Jennifer D. Crumpton in A New Evangelical Manifesto

It is easier for a camel to go through the eye of a needle than for a rich man to enter the kingdom of God." Mark 10:25

We are a week away from Valentines Day.  This day, above others is devoted to celebrating the deepest and most profound reasons for living: To receive and express love.  It should be a day where we slow down enough from our hectic paces and busy lives to say, express, appreciate, and demonstrate the people who love us as well as the objects of our love.

Cards, flowers, perfumes and chocolates are all very nice but if they are the ultimate expression of our love then we have a sentimental, but superficial love.

Modern day marketing approaches shower us with images that romanticize the consumption of products in ways that equate consumption with satisfaction, success, and wholeness.  Let's not deny that purchasing products can enhance and supplement our pleasure and provide us levels of comfort unimaginable in previous eras.  However, modern marketing goes beyond suggesting that various products can help you.  They suggest that your identity and your wholeness and happiness are inexplicably tied to your ability to consume products.  In this mythic narrative, success is  the possession and consumption of excess.  It is a self-centered existence where your greatest goal is life is not love, but possession of products that simulate love and satisfaction in life.

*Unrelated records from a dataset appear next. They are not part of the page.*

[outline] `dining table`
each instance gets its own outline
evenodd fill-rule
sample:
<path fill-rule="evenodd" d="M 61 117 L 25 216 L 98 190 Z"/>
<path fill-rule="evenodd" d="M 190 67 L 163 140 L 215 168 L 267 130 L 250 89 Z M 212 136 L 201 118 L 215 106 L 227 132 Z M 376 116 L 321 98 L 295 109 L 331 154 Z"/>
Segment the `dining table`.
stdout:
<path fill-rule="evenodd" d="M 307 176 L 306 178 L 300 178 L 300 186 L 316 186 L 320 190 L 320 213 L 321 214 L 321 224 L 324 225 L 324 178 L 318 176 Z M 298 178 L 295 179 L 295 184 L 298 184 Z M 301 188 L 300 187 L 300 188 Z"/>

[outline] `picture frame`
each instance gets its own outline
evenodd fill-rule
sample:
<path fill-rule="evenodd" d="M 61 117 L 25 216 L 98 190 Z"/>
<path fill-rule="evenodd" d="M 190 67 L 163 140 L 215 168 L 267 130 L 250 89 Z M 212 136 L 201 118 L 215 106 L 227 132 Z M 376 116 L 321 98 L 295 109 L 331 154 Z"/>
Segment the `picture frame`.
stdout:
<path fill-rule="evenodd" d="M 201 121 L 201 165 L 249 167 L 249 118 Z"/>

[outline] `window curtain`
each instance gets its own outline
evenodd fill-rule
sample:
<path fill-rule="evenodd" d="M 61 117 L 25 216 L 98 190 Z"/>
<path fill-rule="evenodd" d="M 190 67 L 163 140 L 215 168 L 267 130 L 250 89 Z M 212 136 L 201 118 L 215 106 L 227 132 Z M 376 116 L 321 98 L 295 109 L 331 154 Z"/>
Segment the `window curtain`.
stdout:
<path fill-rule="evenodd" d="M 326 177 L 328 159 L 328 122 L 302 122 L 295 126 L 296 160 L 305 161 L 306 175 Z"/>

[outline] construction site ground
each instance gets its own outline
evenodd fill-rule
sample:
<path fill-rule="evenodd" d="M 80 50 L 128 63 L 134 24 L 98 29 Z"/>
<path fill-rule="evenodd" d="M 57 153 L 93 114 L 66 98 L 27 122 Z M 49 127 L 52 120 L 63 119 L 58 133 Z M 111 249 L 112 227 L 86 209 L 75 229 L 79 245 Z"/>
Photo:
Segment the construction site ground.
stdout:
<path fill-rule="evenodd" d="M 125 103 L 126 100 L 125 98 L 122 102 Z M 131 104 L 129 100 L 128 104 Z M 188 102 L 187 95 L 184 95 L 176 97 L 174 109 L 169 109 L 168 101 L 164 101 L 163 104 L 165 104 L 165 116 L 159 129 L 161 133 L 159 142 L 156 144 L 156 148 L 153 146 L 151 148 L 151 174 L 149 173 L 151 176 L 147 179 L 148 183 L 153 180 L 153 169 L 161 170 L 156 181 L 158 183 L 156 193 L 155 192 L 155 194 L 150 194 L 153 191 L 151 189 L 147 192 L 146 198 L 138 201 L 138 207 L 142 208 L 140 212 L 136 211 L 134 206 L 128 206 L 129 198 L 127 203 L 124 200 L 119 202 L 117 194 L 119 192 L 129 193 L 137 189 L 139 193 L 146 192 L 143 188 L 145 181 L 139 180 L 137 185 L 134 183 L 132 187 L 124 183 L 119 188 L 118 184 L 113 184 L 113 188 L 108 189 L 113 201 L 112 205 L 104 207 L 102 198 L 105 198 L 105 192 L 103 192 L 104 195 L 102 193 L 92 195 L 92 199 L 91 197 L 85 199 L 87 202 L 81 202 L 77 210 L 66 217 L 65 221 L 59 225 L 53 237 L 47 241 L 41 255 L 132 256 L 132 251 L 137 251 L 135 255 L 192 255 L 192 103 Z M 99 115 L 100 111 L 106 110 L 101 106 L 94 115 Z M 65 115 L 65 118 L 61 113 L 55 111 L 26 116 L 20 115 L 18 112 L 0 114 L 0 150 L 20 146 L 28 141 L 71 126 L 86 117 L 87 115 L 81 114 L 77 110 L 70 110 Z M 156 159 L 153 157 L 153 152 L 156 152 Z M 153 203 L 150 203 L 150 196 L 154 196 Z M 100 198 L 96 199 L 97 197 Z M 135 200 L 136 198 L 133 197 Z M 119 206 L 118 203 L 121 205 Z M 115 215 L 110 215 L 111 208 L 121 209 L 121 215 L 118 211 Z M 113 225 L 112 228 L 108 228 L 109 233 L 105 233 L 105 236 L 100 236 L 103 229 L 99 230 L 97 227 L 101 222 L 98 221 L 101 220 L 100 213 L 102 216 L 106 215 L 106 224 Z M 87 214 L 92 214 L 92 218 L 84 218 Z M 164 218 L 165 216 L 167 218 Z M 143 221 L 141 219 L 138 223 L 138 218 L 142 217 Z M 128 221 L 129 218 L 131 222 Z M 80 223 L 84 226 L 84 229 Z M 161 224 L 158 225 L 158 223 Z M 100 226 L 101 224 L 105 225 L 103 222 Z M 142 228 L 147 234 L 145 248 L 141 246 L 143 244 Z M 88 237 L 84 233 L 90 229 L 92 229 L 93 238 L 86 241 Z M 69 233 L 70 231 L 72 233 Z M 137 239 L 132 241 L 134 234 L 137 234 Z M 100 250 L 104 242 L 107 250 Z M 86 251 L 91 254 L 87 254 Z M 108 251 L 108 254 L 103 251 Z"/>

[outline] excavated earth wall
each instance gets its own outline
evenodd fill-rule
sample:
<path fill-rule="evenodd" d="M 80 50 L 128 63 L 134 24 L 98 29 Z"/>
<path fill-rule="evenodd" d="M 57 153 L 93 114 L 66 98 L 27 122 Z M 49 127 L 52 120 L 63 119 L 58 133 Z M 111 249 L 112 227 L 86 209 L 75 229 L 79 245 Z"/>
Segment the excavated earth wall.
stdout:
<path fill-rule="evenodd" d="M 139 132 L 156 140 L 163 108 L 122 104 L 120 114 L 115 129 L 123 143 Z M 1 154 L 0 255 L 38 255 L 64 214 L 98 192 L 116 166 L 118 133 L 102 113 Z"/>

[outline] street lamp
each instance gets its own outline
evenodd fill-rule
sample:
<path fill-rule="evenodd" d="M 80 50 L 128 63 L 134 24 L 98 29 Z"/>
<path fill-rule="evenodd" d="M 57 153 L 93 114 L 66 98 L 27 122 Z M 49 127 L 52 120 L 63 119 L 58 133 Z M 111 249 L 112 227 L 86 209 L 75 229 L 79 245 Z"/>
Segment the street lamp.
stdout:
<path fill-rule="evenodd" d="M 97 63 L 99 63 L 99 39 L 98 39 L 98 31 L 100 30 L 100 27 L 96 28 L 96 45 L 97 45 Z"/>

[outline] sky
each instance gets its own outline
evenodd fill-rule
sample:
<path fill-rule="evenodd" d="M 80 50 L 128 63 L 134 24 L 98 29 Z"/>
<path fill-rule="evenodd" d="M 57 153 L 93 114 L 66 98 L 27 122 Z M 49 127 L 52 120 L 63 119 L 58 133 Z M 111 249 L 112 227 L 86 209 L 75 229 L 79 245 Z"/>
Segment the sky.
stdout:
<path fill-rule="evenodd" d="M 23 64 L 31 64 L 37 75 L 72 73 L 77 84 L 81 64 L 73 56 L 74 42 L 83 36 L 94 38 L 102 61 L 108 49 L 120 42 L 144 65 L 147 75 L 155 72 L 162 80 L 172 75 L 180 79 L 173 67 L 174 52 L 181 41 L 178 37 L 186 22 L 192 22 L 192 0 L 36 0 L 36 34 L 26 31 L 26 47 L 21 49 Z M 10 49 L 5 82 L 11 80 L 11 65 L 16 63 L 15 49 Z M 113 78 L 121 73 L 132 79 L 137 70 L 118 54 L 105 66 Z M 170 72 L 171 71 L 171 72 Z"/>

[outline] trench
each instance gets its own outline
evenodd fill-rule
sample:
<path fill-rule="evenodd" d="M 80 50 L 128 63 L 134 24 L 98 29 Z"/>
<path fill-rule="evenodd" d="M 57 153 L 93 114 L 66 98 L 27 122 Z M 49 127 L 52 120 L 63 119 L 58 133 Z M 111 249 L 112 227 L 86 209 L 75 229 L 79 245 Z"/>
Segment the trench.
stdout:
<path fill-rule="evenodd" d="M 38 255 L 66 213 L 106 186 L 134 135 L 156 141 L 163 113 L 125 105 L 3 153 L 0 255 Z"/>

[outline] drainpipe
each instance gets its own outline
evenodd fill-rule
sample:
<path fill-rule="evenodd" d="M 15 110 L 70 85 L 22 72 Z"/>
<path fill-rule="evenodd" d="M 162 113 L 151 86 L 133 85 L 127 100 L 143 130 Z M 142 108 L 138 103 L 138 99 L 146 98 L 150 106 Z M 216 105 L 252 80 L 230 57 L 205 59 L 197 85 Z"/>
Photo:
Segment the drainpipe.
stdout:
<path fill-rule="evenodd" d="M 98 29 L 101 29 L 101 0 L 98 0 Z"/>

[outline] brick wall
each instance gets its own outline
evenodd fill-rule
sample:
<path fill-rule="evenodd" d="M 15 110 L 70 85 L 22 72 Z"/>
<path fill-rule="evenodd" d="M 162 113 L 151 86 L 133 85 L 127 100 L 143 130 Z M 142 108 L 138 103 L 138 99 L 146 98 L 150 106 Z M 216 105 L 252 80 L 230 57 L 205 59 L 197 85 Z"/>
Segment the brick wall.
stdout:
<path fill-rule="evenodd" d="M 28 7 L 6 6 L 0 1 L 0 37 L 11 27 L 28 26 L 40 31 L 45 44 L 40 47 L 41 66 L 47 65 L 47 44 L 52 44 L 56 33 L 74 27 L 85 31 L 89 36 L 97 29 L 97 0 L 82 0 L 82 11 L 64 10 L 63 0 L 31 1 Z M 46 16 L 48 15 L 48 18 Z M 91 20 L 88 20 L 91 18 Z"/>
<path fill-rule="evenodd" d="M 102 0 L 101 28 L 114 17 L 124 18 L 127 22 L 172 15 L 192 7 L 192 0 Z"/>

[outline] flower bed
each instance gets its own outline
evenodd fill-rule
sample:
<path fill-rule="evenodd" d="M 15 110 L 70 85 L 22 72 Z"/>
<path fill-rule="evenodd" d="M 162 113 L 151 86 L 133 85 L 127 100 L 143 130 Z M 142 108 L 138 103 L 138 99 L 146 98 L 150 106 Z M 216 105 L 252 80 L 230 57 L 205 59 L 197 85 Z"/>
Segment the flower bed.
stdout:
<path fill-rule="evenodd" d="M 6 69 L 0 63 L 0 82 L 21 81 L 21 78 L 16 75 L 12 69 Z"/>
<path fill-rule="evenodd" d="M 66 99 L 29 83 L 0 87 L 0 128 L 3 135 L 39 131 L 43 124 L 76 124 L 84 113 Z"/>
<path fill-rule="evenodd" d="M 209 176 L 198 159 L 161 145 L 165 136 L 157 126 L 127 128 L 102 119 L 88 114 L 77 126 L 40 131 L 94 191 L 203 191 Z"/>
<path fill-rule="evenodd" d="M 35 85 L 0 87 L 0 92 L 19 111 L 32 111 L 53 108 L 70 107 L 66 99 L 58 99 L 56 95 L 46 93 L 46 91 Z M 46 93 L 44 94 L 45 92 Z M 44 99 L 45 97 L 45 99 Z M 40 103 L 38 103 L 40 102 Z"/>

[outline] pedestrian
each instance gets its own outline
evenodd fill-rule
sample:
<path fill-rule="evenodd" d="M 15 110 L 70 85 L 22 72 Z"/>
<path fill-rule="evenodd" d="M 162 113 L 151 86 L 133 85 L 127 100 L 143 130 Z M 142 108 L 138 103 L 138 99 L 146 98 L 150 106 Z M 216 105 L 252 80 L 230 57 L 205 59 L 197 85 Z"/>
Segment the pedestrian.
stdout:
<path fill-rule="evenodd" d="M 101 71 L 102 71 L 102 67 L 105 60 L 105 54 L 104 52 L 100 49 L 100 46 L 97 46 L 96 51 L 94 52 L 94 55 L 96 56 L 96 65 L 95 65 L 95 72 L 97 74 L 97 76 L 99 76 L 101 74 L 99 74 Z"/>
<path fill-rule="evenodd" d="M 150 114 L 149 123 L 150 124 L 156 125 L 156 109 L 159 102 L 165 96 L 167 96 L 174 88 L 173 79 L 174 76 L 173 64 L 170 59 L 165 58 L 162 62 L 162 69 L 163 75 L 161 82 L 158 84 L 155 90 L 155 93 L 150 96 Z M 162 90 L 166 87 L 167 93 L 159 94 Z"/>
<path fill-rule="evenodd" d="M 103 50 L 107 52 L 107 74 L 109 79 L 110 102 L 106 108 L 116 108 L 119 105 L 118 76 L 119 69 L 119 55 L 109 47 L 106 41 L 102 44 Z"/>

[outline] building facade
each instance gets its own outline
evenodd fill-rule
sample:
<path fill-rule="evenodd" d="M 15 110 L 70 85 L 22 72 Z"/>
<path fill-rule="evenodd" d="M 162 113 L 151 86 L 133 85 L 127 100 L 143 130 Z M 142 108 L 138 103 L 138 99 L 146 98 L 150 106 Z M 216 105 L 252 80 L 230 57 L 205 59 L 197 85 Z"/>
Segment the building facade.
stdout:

Love is most authentically expressed through sacrifice towards another that does not seek reward.  It is not consumption but generous.  Love does not seek but simply gives.  Interestingly, it is the giving itself which is the reward, not the response that it provokes.

While I am not against expressions of love that include flowers, chocolates, and the like, what I am encouraging is a deeper expression of love this Valentines Day.  Not through further consumption and the trap of marketing, but celebrating the loves of your life by recognizing the acts of love that you have experienced and the sacrifices that you gladly make on behalf of the objects of your love.  Flowers, cards do not make you a better lover, giving more of yourself does.

I pray that you experience true intimacy in this celebration of love!